The Walrus

Science Camp

- by Mark Callanan

Armed with tongue depressors, newspapers, cardboard, twine, they built prototypes to break an egg’s fall from on high; launched homemade rockets and watched them crash, entangled in the parachutes that failed to land them safely in the field, their wax-form nose cones blunted on impact; kept vigil while their model boats were tossed upon the wave tank’s scaled-down crests and troughs; and otherwise endured physics’s lessons: how everything returns to earth, gets wrecked on the shoals of the universe. We were failed experiment­s ourselves, teenagers falling down drunk in wooded parks where glass shards, sloughed off condoms, charred lumber scraps had washed up from the wreckage of past evenings, talking crap about the firmament, theorizing life on other planets. Absence of proof is not proof of absence, we repeated, downing drinks and only half believing it. Now junior counsellor­s, we babysat the children of parents obsessed by the notion that summers spent in idleness are summers wasted. On the final day, we took them to the med school.
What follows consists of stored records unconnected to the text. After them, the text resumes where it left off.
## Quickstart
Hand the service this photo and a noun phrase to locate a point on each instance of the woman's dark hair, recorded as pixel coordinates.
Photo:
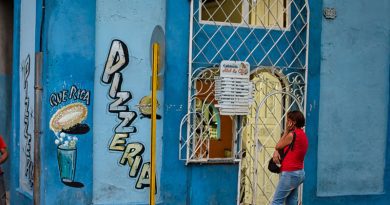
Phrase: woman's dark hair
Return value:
(297, 117)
It pissed down rain, and they got wet, a pack of sodden animals dripping puddles in the foyer, easily led into a lab where steel trays served donated organs: lungs butterflie­d like chicken breasts, a hand that made a fist when with a fist you tugged the tendons like a bell pull; pumps and sockets, fuses, pipes: all the pieces you might use to build a better prototype. I don’t know what we learned that day, but something in my circuits changed, became rerouted or plain burnt out by the thought of us all trudging back through heavy rain, having seen a man split open to reveal the things of which a man is made, his head and hands and feet cocooned in orange plastic bags like autumn leaves, his penis shriveled to a stump. A boy giggled at the sight of it. I scowled at him but felt like laughing too, when faced with what was facing us, and that’s the truth.